Con visibles huellas de extrema violencia fue localizado el cadáver de un hombre la mañana de este martes en un camino de terracería ubicado en la zona limítrofe entre Santa Isabel Cholula y San Jerónimo Tecuanipan. La víctima presentaba múltiples heridas provocadas con arma punzocortante, además de traumatismo craneoencefálico.
El macabro hallazgo movilizó a corporaciones policiacas de ambos municipios, luego de que durante las primeras horas del día se reportara la presencia de una persona tirada e inmóvil sobre un camino rural conocido como Lomas de Zavaleta, en inmediaciones del libramiento norte.
Autoridades de San Jerónimo Tecuanipan y de Santa Isabel Cholula acudieron al sitio, por corresponder a una zona limítrofe entre los dos municipios.
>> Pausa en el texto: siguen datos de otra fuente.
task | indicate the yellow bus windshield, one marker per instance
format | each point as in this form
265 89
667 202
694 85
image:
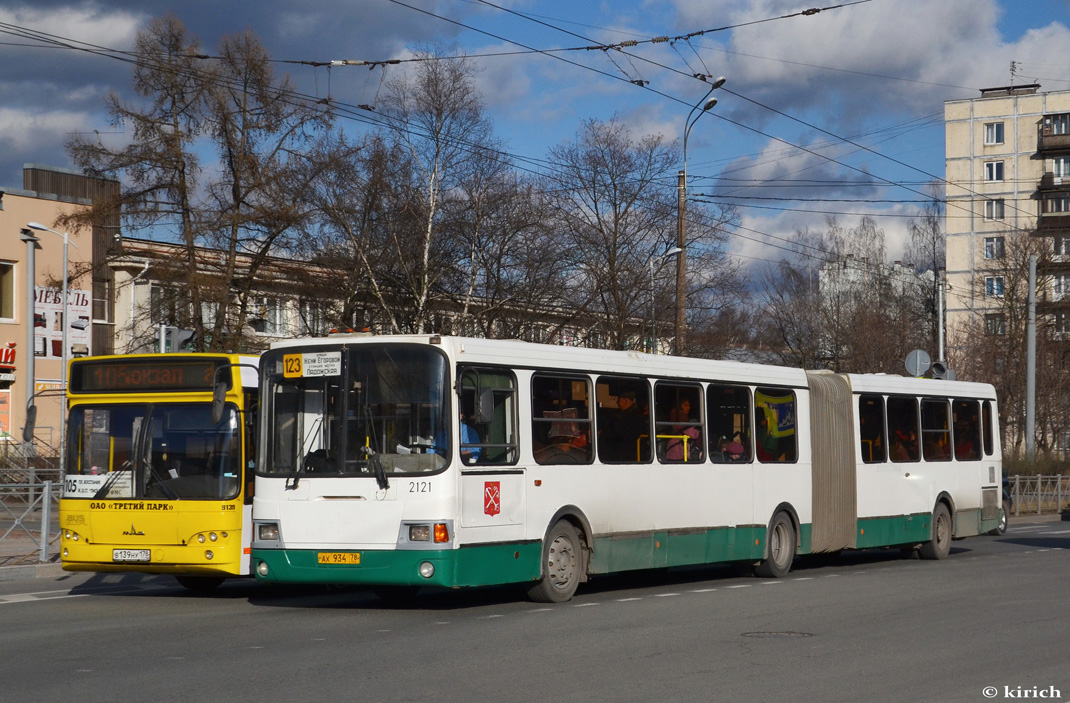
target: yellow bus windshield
157 452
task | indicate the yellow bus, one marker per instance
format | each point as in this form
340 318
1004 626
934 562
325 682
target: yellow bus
156 479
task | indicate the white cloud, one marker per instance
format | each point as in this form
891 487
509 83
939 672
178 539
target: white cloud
85 23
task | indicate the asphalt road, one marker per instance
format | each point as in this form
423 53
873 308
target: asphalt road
989 623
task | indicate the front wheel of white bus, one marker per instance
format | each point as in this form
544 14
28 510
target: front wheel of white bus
781 548
562 565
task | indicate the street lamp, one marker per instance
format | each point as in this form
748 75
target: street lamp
654 321
66 322
679 330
Personal de la Fiscalía General del Estado (FGE) al analizar las coordenadas, determinó que el sitio del hallazgo corresponde a Tecuanipan, por lo que elementos de ese municipio asumieron el resguardo de la escena.
Paramédicos arribaron poco después y revisaron al hombre, confirmando que ya no contaba con signos vitales. Los primeros reportes indicaban que el cuerpo estaba boca abajo y con visibles lesiones, por lo que de inmediato se solicitó la intervención de la Fiscalía General del Estado.
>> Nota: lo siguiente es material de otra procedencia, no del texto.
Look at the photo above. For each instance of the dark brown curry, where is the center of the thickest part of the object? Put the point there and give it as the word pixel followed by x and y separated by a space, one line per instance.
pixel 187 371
Peritos y agentes ministeriales realizaron las diligencias de levantamiento de cadáver e iniciaron las investigaciones correspondientes. Posteriormente, el cuerpo fue trasladado al Servicio Médico Forense para practicarle la necropsia de ley.
De acuerdo con fuentes ministeriales, el occiso presentaba una lesión cortante en la región temporal derecha de la cabeza, heridas en ambas manos, una lesión más en el tórax del lado derecho, cuatro heridas en la zona abdominal y otras dos en el costado izquierdo, una de ellas con exposición de vísceras.
Las heridas en las manos hacen presumir que la víctima intentó defenderse de sus agresores antes de ser asesinada. Esa línea de investigación cobra fuerza debido al tipo de lesiones encontradas por los especialistas.
Hasta el cierre de esta edición, el hombre permanecía en calidad de desconocido. Se informó que era de tez morena, rostro alargado, cabello negro semi ondulado, cejas pobladas, labios gruesos y barba incipiente. Vestía playera blanca, pantalón de mezclilla azul y tenis blancos.
En la zona no fueron localizados casquillos u otros indicios relevantes, tampoco cámaras de videovigilancia cercanas que pudieran aportar imágenes del momento en que fue abandonado o privado de la vida.
Las autoridades no descartan que el crimen haya ocurrido en otro sitio y que posteriormente el cadáver fuera arrojado en ese paraje solitario para dificultar las investigaciones.
Este homicidio vuelve a encender las alertas en la región, donde caminos rurales y brechas han sido utilizados en distintas ocasiones para abandonar cuerpos o cometer ejecuciones lejos de la vista de testigos. La Fiscalía ya trabaja para identificar a la víctima y ubicar a los responsables.